As much as I love the internet and access to information, I recognize the potential harm that too much info can cause. Take, for example, a friend of mine, who was experiencing some troubling medical symptoms. Typing her symptoms into a search engine led to an evening of research and mounting consternation. By the end of the night, the vast quantity of unfiltered information led her to conclude that something was seriously wrong.
One of the key characteristics that distinguishes an expert is their ability to filter information and make increasingly refined distinctions about the situation at hand.
There are striking parallels with the work of a doctor and professional financial advisor. Here are some of those:
- Improving someone’s financial health is a lot like improving their physical health. The challenges associated with pursuing a better financial outcome include diagnosis of the current situation, development of the appropriate course of action, and sticking with the treatment plan.
- Like a doctor, advisors may have experienced conversations with clients that are triggered by news reports or informed by unqualified sources. In some cases, all that is required to help put the client’s mind at ease is a reminder to focus on what is in their control as well as providing reassurance and (re)education that they have a financial plan in place that is helping them move toward their objectives.

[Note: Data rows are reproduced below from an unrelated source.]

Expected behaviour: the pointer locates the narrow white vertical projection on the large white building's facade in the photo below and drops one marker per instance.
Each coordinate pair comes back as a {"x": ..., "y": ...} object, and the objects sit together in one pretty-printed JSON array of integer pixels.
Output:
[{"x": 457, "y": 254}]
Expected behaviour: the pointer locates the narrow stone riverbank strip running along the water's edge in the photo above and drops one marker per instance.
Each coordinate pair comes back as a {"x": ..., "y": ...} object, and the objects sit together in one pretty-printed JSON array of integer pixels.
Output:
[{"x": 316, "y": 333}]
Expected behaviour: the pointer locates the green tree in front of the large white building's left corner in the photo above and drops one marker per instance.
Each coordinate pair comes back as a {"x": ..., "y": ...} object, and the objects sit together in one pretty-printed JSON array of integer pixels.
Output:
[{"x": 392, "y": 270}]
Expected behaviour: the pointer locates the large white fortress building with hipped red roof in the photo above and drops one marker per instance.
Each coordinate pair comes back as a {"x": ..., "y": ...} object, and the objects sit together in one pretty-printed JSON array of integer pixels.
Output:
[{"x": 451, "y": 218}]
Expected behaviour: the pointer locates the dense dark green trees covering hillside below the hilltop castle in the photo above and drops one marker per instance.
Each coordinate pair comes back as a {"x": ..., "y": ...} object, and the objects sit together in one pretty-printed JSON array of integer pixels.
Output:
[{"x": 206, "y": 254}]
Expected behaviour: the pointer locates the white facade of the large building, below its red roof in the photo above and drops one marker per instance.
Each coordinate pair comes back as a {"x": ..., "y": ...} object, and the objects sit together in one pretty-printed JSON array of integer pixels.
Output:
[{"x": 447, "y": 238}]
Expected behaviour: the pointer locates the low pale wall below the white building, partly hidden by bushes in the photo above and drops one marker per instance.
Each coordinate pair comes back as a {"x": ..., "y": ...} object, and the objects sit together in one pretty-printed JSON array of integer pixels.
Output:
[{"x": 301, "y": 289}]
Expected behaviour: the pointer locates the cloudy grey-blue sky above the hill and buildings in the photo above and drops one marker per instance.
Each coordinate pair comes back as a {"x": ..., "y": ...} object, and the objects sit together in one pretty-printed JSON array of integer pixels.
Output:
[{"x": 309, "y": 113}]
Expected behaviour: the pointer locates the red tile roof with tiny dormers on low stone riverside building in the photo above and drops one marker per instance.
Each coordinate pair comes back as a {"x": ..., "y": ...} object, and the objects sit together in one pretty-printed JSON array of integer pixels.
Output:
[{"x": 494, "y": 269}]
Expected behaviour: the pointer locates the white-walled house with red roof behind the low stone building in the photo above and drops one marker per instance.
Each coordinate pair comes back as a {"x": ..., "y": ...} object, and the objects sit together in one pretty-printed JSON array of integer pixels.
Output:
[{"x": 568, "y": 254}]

- Thinking that all aspects of your own financial situation can be handled through a basic internet search or casual conversation with a friend might result in a less than optimal financial outcome.
- Without the guidance of an advisor, the self-medicating investor might overreact to short-term market volatility by selling some of their investments. In doing so, they risk missing out on some of the best days since there is no reliable way to predict when positive returns in equity markets will occur.
- One might think that missing a few days of strong returns would not make much difference over the long term. But had an investor missed the 25 single best days in the world’s biggest equity market, the US, between 1990 and the end of 2017, their annualized return would have dropped from 9.81% to 4.53%. Such an outcome can have a major impact on an investor’s financial “treatment” plan.